I want to make a dictionary where the key is the 3 letter part (the codon), and the entry is the one letter part (the amino acid). I'm able to pull out the right components with grep:
for m in eachmatch(r"([AUGC]{3,3})\s([A-Z])", file) codon, aa = m.captures
If I print
codon
andaa
in this loop, I get out the correct output (all the codon's, all the aa's) but I can't figure out how to put it into a dictionary. If I do:codons = {codon => aa}
at the end of the loop, I end up with a dictionary that only contains the last entry.I'm sure the syntax is something really obvious, but I'm a biologist, not a programmer, so my reading of the documentation isn't getting me anywhere. It says:
Given a dictionary D, the syntax D[x] returns the value of key x (if it exists) or throws an error, and D[x] = y stores the key-value pair x => y in D (replacing any existing value for the key x).
But I tried
codons[codon] = aa
at the end of the loop (I initiated the dictionary withcodons = {}
before the loop), but I get the error:no method setindex!(Array{Any,1},SubString{UTF8String},SubString{UTF8String}) at In[35]:5 in anonymous at no file:4
Any help would be greatly appreciated.
EDIT: Evidently, I'm not initiating the dictionary correctly. If I do
codons = {"blah" => "blahblah"}
at the beginning, the loop works and fills in correctly. So a modified question: how do you initiate empty libraries?EDIT2: Minimal not working example:
file = open(readall, "rna_codons.txt") codons = {} for m in eachmatch(r"([AUGC]{3,3})\s([A-Z])", file) codon, aa = m.capture codons[codon] = aa end
解决方案Just to summarize a Minimal Working Example (MWE) for your case of reading your formatted text file into a Julia Dict...

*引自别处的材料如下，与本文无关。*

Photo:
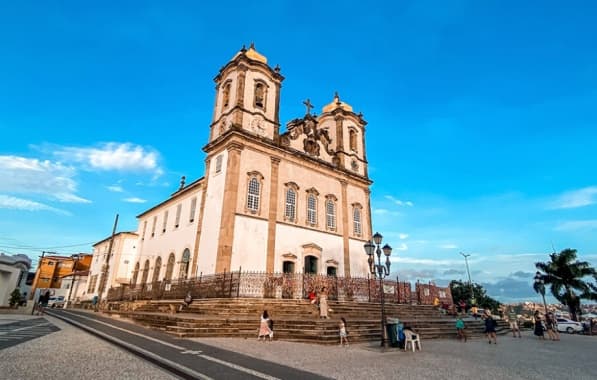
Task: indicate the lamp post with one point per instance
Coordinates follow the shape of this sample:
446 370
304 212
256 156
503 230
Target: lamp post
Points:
381 271
540 288
72 284
470 283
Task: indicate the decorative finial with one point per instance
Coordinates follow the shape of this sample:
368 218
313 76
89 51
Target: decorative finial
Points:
308 104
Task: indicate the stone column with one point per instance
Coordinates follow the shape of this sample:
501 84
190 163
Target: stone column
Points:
345 228
272 216
224 254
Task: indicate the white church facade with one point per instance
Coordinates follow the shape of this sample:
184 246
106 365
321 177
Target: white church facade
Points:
291 202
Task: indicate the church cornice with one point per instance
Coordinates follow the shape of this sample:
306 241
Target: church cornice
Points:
236 132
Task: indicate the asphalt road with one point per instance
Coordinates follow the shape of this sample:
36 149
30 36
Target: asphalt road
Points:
184 358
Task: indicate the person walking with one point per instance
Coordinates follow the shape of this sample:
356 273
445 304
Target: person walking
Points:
264 329
538 326
343 332
323 303
490 325
460 329
513 321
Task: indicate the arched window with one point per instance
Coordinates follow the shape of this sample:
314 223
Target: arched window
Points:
356 220
253 192
135 275
260 95
330 212
156 270
184 264
145 273
312 207
290 201
170 267
226 94
352 139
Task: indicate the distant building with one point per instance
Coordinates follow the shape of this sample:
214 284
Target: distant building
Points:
51 270
117 267
13 275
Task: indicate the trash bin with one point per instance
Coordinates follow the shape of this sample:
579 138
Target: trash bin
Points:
391 324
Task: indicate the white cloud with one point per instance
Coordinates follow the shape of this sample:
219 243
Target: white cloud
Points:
115 188
23 175
15 203
399 202
134 200
113 156
577 198
577 225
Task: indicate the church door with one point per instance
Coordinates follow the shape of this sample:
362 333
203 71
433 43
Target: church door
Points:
310 265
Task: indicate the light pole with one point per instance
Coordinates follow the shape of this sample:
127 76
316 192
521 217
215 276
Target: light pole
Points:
381 271
540 288
470 283
72 284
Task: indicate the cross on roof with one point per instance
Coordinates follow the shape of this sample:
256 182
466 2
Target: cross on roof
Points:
308 104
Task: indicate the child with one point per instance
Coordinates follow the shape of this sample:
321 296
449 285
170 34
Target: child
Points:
343 332
460 329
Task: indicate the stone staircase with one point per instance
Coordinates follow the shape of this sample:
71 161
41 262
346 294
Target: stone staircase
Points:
294 320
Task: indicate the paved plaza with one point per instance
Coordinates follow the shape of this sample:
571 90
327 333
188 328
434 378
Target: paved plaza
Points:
574 357
70 353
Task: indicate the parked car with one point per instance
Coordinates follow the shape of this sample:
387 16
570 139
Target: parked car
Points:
569 326
56 301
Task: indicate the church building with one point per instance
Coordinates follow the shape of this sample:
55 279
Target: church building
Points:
272 201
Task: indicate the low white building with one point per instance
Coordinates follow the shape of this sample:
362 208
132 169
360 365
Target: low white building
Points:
13 275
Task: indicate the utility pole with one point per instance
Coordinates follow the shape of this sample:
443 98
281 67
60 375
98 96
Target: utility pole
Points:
470 283
106 266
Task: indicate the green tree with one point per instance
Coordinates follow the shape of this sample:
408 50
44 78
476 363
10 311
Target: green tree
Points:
463 291
566 277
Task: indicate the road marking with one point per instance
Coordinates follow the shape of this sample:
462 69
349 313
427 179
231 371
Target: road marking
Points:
191 352
207 357
133 347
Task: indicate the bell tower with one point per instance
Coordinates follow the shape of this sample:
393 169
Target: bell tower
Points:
247 96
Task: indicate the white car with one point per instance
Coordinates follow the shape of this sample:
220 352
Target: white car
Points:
569 326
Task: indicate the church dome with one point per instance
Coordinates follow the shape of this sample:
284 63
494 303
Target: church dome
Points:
336 103
251 53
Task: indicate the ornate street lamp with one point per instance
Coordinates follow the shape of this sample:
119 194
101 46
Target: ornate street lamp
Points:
540 288
381 271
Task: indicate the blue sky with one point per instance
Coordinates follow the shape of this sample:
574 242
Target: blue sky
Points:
482 118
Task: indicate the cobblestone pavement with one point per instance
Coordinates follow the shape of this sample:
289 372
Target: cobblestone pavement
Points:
528 358
72 354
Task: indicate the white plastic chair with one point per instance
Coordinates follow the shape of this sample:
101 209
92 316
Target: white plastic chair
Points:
413 339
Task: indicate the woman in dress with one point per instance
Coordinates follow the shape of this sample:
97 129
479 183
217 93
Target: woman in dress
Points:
538 326
264 329
323 303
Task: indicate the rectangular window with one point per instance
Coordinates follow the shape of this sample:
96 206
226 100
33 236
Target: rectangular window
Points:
219 163
312 210
330 211
144 229
165 221
356 220
193 209
178 210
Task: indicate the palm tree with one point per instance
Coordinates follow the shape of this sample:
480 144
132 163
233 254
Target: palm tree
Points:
565 275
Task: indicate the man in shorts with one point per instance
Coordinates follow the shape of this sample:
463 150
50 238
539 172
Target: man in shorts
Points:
513 320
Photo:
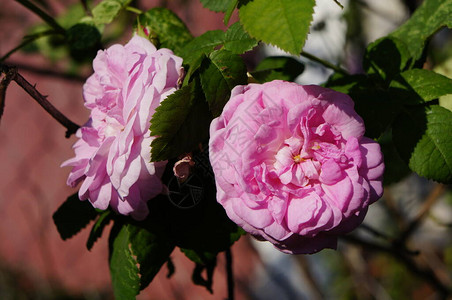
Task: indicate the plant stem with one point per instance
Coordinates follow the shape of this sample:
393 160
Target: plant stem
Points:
134 10
33 92
229 274
324 63
43 15
27 40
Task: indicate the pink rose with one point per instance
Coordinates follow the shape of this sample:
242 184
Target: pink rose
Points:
112 156
292 166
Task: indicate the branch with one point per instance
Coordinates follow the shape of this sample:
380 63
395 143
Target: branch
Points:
12 74
27 40
48 72
229 274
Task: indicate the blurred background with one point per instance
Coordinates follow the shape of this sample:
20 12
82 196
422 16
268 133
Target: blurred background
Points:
402 251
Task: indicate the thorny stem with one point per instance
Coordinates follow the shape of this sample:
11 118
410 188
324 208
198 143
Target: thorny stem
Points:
12 74
9 75
230 275
48 72
324 63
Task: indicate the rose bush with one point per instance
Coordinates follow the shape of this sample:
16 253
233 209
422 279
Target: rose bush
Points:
112 155
292 165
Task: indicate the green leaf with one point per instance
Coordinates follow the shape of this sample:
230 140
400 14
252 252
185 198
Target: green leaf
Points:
124 270
171 31
229 11
83 35
373 103
405 46
422 137
278 67
180 123
420 86
136 257
377 54
72 216
98 227
395 168
221 71
106 11
217 5
237 40
204 261
152 251
426 20
283 23
203 44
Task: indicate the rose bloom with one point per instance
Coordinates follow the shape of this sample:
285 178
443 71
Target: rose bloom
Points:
112 155
292 165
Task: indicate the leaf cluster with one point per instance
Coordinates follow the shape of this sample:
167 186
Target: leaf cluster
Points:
398 100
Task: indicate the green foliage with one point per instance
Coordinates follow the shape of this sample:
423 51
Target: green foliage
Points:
376 57
372 102
426 20
221 71
106 11
72 216
405 46
423 85
278 67
217 5
204 261
137 255
166 27
96 232
202 44
237 40
283 23
180 123
422 137
83 39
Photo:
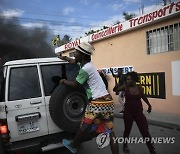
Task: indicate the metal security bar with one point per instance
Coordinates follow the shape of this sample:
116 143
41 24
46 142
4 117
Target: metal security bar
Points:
163 39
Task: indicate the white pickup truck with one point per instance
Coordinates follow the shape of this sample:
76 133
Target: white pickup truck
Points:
35 111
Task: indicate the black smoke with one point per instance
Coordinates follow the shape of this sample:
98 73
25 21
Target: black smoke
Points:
18 42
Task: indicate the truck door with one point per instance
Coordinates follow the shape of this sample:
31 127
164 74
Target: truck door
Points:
26 114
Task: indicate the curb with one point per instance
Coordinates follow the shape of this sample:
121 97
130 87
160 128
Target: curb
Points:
156 123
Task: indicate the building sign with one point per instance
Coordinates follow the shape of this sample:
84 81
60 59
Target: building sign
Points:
153 84
163 12
125 69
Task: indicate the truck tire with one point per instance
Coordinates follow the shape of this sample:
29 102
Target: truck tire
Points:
67 106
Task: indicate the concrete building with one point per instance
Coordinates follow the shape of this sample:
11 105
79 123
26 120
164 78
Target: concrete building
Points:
148 44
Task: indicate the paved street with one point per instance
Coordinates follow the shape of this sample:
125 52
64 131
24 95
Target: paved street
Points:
90 147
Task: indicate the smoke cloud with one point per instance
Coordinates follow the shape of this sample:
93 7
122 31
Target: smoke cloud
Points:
18 42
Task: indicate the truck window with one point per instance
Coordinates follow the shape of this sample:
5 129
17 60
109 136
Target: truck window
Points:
71 71
51 75
24 83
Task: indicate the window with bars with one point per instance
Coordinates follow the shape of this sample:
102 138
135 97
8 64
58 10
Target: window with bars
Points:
163 39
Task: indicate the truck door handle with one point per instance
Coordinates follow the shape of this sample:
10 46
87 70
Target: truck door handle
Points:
38 102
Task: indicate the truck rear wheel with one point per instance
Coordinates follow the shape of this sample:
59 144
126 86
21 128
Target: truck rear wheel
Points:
67 106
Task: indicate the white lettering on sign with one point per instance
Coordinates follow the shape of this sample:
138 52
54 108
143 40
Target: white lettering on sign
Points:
115 69
127 25
107 32
72 44
153 15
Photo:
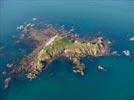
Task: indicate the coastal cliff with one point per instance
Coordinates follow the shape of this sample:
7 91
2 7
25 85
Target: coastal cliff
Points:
52 43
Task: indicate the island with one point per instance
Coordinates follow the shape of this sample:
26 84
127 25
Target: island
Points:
51 43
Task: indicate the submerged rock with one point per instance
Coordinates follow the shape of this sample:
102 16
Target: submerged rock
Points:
6 82
9 65
131 38
126 52
101 67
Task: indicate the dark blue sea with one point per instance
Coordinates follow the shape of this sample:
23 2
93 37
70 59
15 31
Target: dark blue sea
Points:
113 18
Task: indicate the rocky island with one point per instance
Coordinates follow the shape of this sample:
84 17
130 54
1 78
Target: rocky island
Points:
52 43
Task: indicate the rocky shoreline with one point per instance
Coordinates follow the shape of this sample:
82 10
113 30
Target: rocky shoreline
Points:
71 47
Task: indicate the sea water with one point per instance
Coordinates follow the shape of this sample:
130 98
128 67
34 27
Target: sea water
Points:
113 18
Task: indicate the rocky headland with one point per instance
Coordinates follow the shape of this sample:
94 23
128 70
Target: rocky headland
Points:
51 43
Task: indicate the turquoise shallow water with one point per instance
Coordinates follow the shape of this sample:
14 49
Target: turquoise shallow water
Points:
114 18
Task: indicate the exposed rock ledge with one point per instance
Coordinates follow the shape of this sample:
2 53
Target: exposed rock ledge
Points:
52 43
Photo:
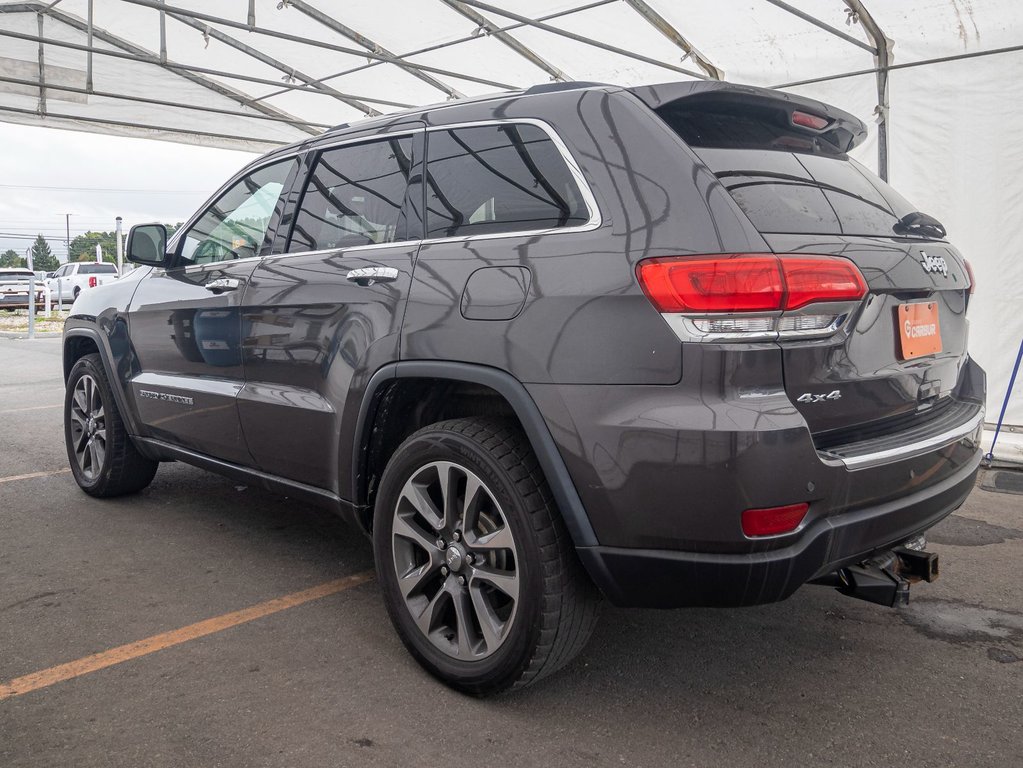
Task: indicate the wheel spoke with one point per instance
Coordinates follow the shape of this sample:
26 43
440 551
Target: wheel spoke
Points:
415 494
426 619
411 581
471 503
503 581
492 628
405 529
499 539
463 612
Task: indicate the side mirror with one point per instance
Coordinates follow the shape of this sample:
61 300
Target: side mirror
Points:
147 244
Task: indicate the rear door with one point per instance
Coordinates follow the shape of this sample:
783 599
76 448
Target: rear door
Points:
185 324
322 317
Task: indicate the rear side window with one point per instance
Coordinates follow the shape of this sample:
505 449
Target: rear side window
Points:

file = open(readall, "rna_codons.txt") codons = Dict() for m in eachmatch(r"([AUGC]{3,3})\s([A-Z])", file) codon, aa = m.capture codons[codon] = aa end
N.B.: If the file is very large, there is likely a faster way of generating your
Dict
.EDIT
Given your apparent text file format, here's another way to create your
Dict
. I made no tests to determine any performance loss/gain.condon_array = open(readdlm, "rna_codons.txt") condons = Dict{ASCIIString,ASCIIString}(condon_array[:,1:2:end][:],condon_array[:,2:2:end][:])
N.B.: If you use it, better check it for correctness.
这篇关于字典帮助Julia - 从文本文件创建字典的文章就介绍到这了,希望我们推荐的答案对大家有所帮助,也希望大家多多支持IT屋!